The AECLJ is currently organised under the law of England and Wales as a company limited by guarantee on a not for profit basis. The Directors of the AECLJ (known as the “Council”) comprise nominated judges. The President of the AECLJ is Judge Wolfgang Kirchhoff, President of the Cartel Chamber of the Bundesgerichtshof, Germany. The Deputy President is Judge Anne-Marie Witters, of the Market Court in Brussels, Belgium. Christopher now Lord Bellamy, (who was the first President of the Competition Appeal Tribunal, a former judge of the Court of First Instance of the European Communities and the first President of the AECLJ) is the Honorary President of the AECLJ. The Treasurer is Judge Ingeborg Simonsson of the Svea Court of Appeal, Stockholm.
The members of the AECLJ have elected an Executive Committee to be primarily responsible for the implementation of the AECLJ’s activities. In addition to the President, Deputy President and Treasurer of the AECLJ, the members of the Executive Committee elected at the annual general meeting in 2022 were the following:
Judge Iannis Symplis - Council of State, Greece– past host judge
Judge Irmantas Jarukaitis - European Union Court of Justice
Judge Mads Bundgaard Larsen - Maritime and Commercial High Court, Denmark – past host judge
Judge Marta Borges Campos, Competition, Regulation and Supervision Court, Portugal
Judge Mercedes Pedraz Calvo - La Audencia Nacional, Spain– past host judge
Judge Myra Raycheva, Supreme Court of Bulgaria;
Judge Peter Roth, Past President and now a chairman of the United Kingdom Competition Appeal Tribunal
Judge Silvia Giani, Court of Appeal, Milan, Italy
Judge Skirgailė Žalimienė, Supreme Administrative Court of Lithuania
Judge Sylvaine Poillot-Peruzzetto, French Cours de Cassation;
Judge Théa Harles-Walch - Court of Appeal, Luxembourg – past host judge
The Secretary-General of the AECLJ is Charles Dhanowa, the Registrar of the United Kingdom Competition Appeal Tribunal (CAT).

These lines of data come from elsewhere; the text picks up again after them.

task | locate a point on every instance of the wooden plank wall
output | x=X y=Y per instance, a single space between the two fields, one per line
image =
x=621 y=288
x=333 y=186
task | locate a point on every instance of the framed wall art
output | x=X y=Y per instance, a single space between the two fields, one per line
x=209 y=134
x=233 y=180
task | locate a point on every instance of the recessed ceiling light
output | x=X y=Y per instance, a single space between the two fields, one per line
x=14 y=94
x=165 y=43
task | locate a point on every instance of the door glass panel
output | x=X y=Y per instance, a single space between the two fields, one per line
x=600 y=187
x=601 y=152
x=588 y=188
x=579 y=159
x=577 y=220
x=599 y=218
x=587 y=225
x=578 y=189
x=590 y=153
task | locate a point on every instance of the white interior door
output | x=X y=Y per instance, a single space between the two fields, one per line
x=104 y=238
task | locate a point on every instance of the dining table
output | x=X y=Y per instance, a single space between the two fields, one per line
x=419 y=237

Since the foundation of the Association the CAT has acted as the Secretariat for the AECLJ and provides administrative support for its activities. Dr Adam Scott, formerly a founding Member of the CAT and now its Director of Studies and, when intra-EU matters are concerned, Anne-Marie Witters (see above) co-ordinate these activities.
The main purpose of the AECLJ is to provide a forum for the exchange of knowledge and experience in the field of competition law among the judiciary across the European Union and elsewhere in Europe thereby promoting a coherency and consistency of approach, particularly in the context of the modernisation of the application of Articles 101 and 102 under EC Regulation 1/2003 and, nowadays, of similar provisions in Member States, in the EEA, in Switzerland and in the United Kingdom.
Regulation 1/2003 “modernised” the enforcement of EU competition law placing a renewed emphasis both on public enforcement by national authorities in the Member States and on private actions in the national courts. Both judicial oversight of the actions of national authorities and conduct of private actions fall to the national judiciaries who now have an increased role in the European system of competition law.
The national competition authorities in the European Union meet regularly under the auspices of the European Competition Network (ECN). No similar institutional arrangement was established by the European Union for national judges. While in other fields of harmonised law the European Commission organises conferences where judges can exchange experience, it acts with restraint in the competition law field because the Commission is a competition authority and is mindful of the need to maintain the proper distance between itself and the European judiciaries. In the light of their increased role, the national judiciaries have particularly felt the need to be able to meet under the auspices of a body such as the AECLJ in order to discuss issues of common concern and “best practice”.
Since, to a large extent, competition law is now applied in Europe by national judges, it is of vital importance that judges dealing with this field of law in the are able to communicate on an informal level, discussing matters of common concern and enquiring about parallel proceedings. The consistent application of competition law largely depends on the existence of a network to facilitate such an exchange of experience within Europe.